Literature on SE-specific Tool Application and Tool Usage

There are lots of sentiment analysis tools specifically designed for software engineering. Beside their development and evaluation, these tools have also been used in various studies to empirically answer specific research questions. In what follows, we provide an overview of relevant studies, but due to the concerns raised above, their results have to be taken with a grain of salt.

In general, emotions and sentiment polarity are present in user and developer mailing lists [Tourani et al., 2014; Ferreira et al., 2019c] as well as in many GitHub projects [Jurado and Rodriguez, 2015] and JIRA issue comments [Murgia et al., 2014]. However, only a small fraction of the e-mails and issue comments expresses a positive or negative sentiment [Sengupta and Haythornthwaite, 2020; Hata et al., 2022; Valdez et al., 2020; Ferreira et al., 2019c; Skriptsova et al., 2019]. Sengupta and Haythornthwaite [2020] showed that 90% of the comments that contain emotions are answers to previous comments. However, the initial comments, in which developers ask for other developers' opinions, are mostly neutral [Chatterjee et al., 2021]. In addition to open-source software projects, also the communication of student teams in software-engineering courses [Marshall et al., 2016] and the communication in scratch projects, where children are communicating, contains sentiment polarity and emotions [Graßl et al., 2022]. Hence, extracting emotions could be useful for improving emotional awareness in software projects [Guzman and Bruegge, 2013]. Claes et al. [2020] created a dataset of 17,300 issue comments from Apache and Mozilla projects and ran sentiment analysis tools on it. Also, GitHub issue comments are often analyzed by researchers. Whereas most GitHub projects are neutral, there are 10% more projects with negative sentiment than projects with positive sentiment [Sinha et al., 2016]. Projects using Java tend to be more negative than projects using other programming languages [Guzman and Bruegge, 2013].

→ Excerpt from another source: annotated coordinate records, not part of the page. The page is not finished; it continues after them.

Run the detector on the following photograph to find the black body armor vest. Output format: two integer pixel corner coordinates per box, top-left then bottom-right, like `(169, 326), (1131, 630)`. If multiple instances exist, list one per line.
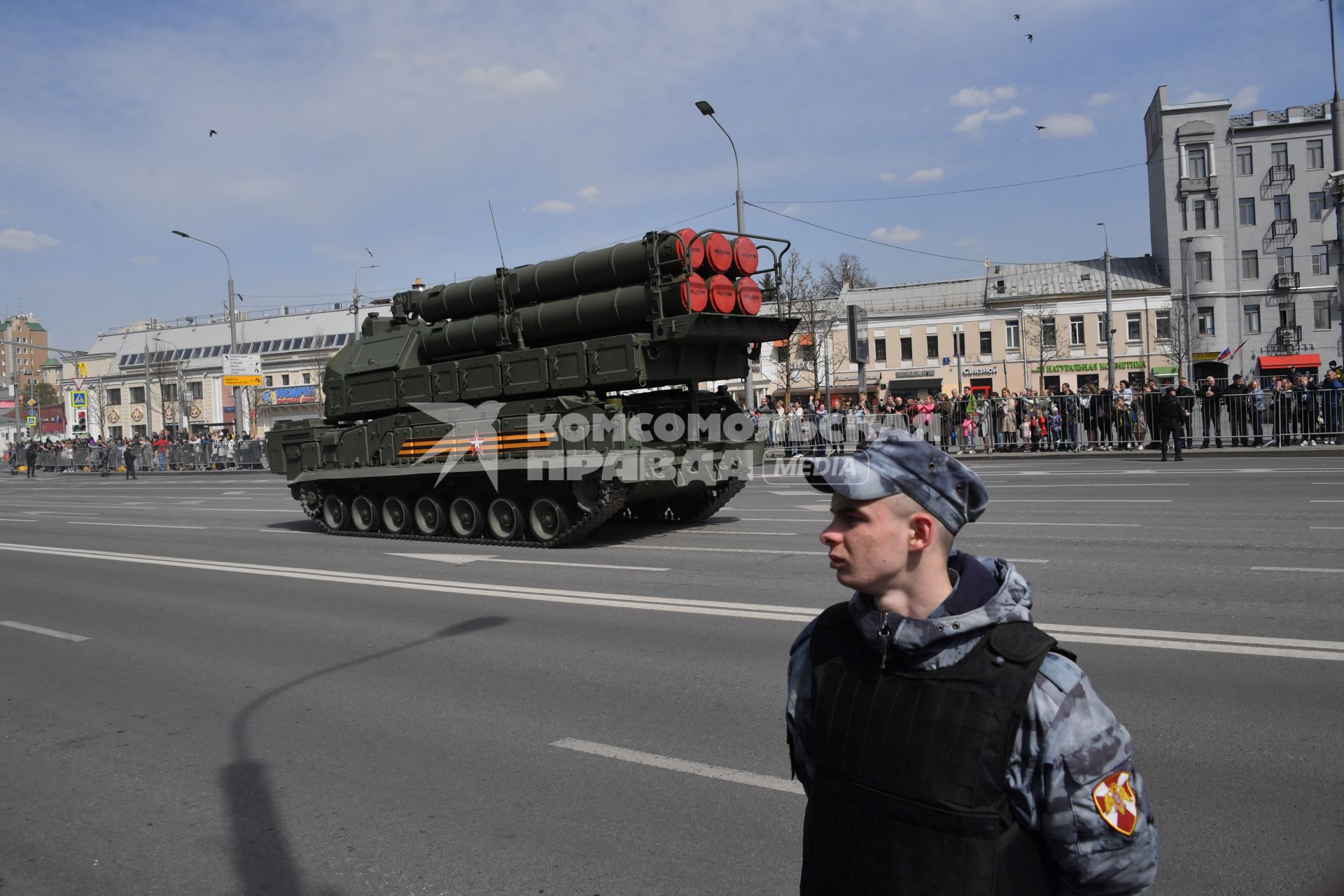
(801, 603), (1055, 896)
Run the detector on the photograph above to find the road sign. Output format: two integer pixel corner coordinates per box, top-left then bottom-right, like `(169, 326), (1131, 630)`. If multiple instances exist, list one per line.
(225, 355), (262, 388)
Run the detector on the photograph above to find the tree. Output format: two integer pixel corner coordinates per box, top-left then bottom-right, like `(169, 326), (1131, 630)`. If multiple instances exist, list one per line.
(818, 253), (878, 295)
(1021, 304), (1060, 392)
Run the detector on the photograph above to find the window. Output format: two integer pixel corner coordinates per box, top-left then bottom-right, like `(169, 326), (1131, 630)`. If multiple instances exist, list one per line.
(1312, 298), (1335, 329)
(1185, 146), (1208, 177)
(1236, 146), (1255, 174)
(1306, 140), (1325, 168)
(1242, 248), (1259, 279)
(1195, 253), (1214, 281)
(1306, 193), (1325, 220)
(1312, 246), (1331, 274)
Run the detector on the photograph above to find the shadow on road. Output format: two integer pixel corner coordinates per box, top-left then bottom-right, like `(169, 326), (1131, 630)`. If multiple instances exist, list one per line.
(219, 617), (508, 896)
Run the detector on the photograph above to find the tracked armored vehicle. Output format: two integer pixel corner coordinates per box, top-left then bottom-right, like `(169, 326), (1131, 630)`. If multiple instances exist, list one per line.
(266, 230), (798, 547)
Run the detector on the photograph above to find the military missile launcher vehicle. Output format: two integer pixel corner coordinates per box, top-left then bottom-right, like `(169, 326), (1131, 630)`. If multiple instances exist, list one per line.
(267, 230), (798, 547)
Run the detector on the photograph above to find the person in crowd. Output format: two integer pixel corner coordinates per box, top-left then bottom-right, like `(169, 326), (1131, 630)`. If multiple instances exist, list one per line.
(1199, 376), (1223, 447)
(785, 433), (1158, 896)
(1154, 386), (1189, 461)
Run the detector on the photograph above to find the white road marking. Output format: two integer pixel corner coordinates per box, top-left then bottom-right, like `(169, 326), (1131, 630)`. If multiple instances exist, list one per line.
(1252, 567), (1344, 573)
(551, 738), (802, 794)
(387, 552), (668, 573)
(66, 520), (207, 529)
(0, 621), (90, 640)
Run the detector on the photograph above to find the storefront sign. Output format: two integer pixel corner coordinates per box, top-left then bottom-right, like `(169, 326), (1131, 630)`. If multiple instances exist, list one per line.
(257, 386), (317, 406)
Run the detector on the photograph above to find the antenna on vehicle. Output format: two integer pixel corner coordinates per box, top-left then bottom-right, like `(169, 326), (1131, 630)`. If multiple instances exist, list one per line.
(485, 199), (508, 267)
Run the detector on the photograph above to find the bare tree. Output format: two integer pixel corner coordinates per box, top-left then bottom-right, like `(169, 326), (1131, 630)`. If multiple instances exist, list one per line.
(817, 253), (878, 295)
(1021, 304), (1062, 392)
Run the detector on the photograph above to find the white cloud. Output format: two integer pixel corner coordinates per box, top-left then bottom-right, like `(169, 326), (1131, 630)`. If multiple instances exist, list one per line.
(313, 246), (365, 265)
(1233, 88), (1259, 108)
(868, 224), (923, 243)
(948, 85), (1017, 108)
(462, 66), (558, 94)
(0, 227), (60, 253)
(1040, 114), (1097, 137)
(532, 199), (574, 215)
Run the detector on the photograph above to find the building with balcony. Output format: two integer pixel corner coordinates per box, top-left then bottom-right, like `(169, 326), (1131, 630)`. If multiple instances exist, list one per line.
(1144, 85), (1344, 379)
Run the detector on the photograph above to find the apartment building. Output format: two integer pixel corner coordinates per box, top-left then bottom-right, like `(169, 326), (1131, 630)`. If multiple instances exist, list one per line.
(1144, 85), (1344, 377)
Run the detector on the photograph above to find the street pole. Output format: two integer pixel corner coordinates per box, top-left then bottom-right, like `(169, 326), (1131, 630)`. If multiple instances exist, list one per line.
(173, 230), (242, 437)
(1097, 222), (1116, 390)
(695, 99), (757, 410)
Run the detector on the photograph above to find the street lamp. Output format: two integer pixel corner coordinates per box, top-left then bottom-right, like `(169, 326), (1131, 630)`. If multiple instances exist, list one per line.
(1097, 220), (1116, 388)
(173, 230), (242, 435)
(695, 99), (755, 410)
(349, 265), (378, 339)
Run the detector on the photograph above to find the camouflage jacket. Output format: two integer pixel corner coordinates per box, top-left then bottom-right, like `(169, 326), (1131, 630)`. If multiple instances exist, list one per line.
(785, 552), (1157, 896)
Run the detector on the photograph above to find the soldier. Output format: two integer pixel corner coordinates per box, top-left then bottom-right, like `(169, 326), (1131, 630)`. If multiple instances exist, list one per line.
(786, 430), (1157, 896)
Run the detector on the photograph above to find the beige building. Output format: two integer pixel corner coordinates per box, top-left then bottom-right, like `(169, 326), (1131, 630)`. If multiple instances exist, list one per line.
(762, 255), (1176, 400)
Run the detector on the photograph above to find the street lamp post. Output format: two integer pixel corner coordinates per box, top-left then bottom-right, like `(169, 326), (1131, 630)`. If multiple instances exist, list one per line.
(695, 99), (755, 410)
(1097, 220), (1116, 388)
(172, 230), (242, 435)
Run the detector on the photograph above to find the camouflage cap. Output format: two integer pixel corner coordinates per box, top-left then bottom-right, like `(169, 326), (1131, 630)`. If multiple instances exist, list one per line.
(806, 428), (989, 533)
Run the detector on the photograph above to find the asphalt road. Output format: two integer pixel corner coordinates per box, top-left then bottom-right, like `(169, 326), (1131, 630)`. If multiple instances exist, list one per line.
(0, 453), (1344, 896)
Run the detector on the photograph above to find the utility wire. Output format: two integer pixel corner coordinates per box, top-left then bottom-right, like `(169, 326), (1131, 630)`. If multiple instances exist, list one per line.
(748, 161), (1148, 206)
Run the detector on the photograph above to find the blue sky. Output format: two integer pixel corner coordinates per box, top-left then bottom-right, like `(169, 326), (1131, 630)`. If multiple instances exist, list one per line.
(0, 0), (1331, 348)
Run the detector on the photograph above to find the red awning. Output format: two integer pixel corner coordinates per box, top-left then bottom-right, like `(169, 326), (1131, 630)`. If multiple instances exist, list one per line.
(1261, 355), (1321, 371)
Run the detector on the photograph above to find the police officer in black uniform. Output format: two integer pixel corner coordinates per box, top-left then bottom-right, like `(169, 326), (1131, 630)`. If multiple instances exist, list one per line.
(786, 430), (1157, 896)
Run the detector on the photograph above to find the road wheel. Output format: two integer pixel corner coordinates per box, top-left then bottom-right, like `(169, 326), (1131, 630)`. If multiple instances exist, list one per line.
(349, 494), (380, 532)
(383, 494), (412, 535)
(412, 494), (447, 535)
(485, 497), (523, 541)
(447, 494), (485, 539)
(323, 494), (349, 532)
(527, 496), (570, 541)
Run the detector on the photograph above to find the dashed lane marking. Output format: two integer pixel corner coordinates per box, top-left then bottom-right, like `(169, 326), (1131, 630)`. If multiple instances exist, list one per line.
(551, 738), (802, 794)
(0, 620), (92, 640)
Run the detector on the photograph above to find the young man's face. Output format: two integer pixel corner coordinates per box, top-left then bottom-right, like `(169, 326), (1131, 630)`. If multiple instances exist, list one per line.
(821, 494), (911, 594)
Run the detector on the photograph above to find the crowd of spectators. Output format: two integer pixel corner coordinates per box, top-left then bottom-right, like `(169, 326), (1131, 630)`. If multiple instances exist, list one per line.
(752, 367), (1344, 456)
(4, 430), (266, 475)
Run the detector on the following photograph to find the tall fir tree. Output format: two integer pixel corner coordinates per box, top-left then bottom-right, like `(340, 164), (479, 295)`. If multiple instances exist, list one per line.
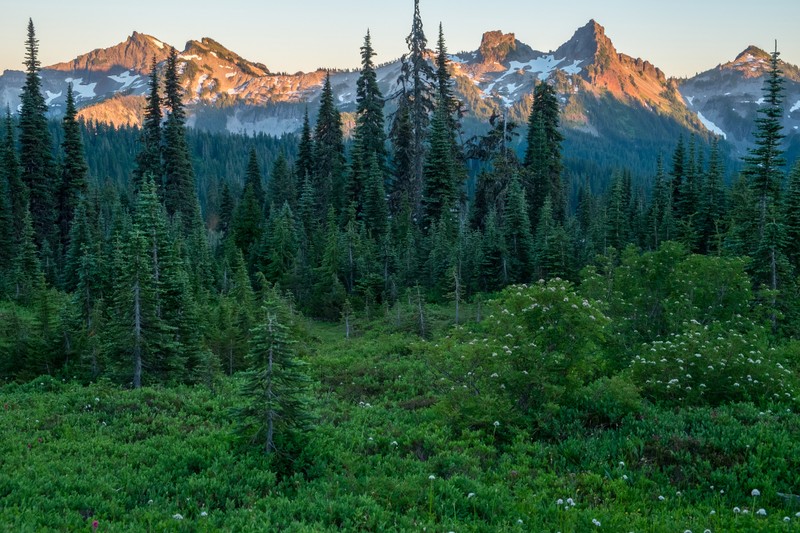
(11, 205), (45, 304)
(267, 152), (297, 209)
(364, 153), (389, 242)
(503, 175), (535, 283)
(0, 107), (28, 235)
(231, 186), (264, 258)
(295, 108), (315, 183)
(783, 160), (800, 274)
(523, 82), (567, 222)
(19, 20), (58, 248)
(436, 23), (461, 135)
(163, 48), (200, 235)
(743, 42), (786, 239)
(133, 56), (164, 193)
(233, 291), (308, 458)
(244, 148), (272, 209)
(219, 182), (235, 238)
(697, 138), (727, 254)
(389, 104), (421, 215)
(347, 31), (386, 217)
(354, 31), (386, 164)
(58, 83), (89, 254)
(314, 73), (345, 210)
(103, 224), (173, 389)
(670, 134), (687, 221)
(392, 0), (436, 217)
(422, 94), (459, 228)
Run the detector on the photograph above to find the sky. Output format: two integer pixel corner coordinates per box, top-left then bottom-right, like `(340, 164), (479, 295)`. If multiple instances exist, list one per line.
(0, 0), (800, 77)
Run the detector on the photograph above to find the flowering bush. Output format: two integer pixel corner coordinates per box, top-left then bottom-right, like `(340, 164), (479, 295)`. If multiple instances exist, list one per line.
(432, 279), (608, 423)
(631, 321), (799, 406)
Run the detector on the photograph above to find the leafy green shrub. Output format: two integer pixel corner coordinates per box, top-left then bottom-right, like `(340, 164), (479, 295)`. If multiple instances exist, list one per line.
(631, 321), (800, 406)
(427, 279), (608, 431)
(578, 375), (642, 426)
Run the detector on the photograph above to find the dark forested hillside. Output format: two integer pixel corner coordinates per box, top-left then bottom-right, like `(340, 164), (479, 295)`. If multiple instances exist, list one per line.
(0, 12), (800, 531)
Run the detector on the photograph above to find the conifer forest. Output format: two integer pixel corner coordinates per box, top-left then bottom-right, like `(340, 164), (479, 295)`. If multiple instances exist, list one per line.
(0, 2), (800, 532)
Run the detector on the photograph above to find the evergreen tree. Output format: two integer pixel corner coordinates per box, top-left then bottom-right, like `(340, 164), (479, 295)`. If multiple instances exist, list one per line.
(163, 48), (200, 235)
(481, 208), (509, 291)
(670, 135), (687, 216)
(133, 56), (164, 193)
(0, 118), (13, 280)
(743, 43), (786, 239)
(244, 148), (266, 209)
(392, 0), (436, 215)
(258, 203), (299, 289)
(11, 205), (45, 304)
(783, 160), (800, 266)
(232, 187), (264, 257)
(436, 23), (461, 134)
(19, 20), (58, 247)
(535, 197), (571, 279)
(233, 291), (308, 456)
(313, 206), (347, 320)
(697, 138), (727, 254)
(104, 224), (173, 389)
(347, 28), (386, 218)
(314, 73), (345, 214)
(58, 83), (89, 254)
(503, 176), (534, 283)
(267, 152), (297, 212)
(63, 198), (101, 292)
(423, 95), (459, 228)
(389, 104), (421, 215)
(354, 31), (386, 169)
(364, 153), (389, 242)
(295, 108), (315, 183)
(606, 173), (632, 250)
(219, 182), (234, 238)
(0, 108), (28, 235)
(523, 82), (566, 222)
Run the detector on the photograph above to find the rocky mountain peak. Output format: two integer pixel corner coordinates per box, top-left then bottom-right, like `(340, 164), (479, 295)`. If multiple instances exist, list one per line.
(478, 30), (534, 63)
(181, 37), (269, 77)
(556, 19), (617, 62)
(47, 31), (169, 74)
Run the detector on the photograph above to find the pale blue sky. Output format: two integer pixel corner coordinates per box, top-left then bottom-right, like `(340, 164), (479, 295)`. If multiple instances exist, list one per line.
(0, 0), (800, 76)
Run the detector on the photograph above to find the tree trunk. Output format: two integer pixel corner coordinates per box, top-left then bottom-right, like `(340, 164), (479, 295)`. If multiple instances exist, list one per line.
(133, 280), (142, 389)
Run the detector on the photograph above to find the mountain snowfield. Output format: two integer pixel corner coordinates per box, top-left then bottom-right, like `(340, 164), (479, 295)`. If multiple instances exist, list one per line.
(0, 20), (800, 152)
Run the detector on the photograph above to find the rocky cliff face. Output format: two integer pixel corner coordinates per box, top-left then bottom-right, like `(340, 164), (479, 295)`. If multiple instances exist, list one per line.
(46, 32), (169, 75)
(0, 20), (800, 153)
(679, 46), (800, 155)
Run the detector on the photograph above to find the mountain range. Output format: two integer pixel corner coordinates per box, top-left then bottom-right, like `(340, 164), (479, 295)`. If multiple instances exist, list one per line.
(0, 20), (800, 168)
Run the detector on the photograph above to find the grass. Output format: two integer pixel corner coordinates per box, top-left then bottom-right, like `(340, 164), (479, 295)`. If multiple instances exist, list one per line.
(0, 318), (800, 532)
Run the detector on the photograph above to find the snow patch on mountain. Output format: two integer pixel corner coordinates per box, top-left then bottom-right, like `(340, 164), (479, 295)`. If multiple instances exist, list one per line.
(64, 78), (97, 100)
(194, 74), (208, 94)
(503, 55), (566, 81)
(109, 70), (140, 91)
(560, 59), (583, 75)
(697, 111), (728, 139)
(44, 91), (64, 106)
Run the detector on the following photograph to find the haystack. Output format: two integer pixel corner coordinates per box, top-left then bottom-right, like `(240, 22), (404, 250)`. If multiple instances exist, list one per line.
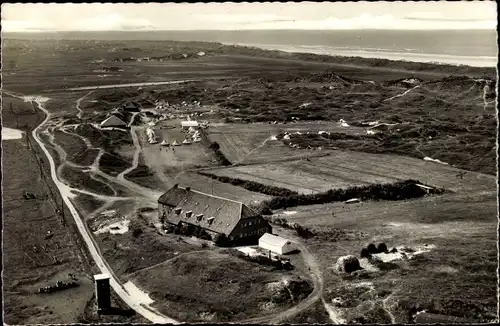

Texts written by female developers seemed to be more positive than texts written by males (based on three months of data from a company's e-mails, forum discussions, bug reports, and review comments) [Patwardhan, 2017]. In contrast, Imtiaz et al. [2019] found that woman are rather cautious with expressing sentiment and have a lower probability to express politeness than men have. Paul et al. [2019] made similar observations than Imtiaz et al. [2019].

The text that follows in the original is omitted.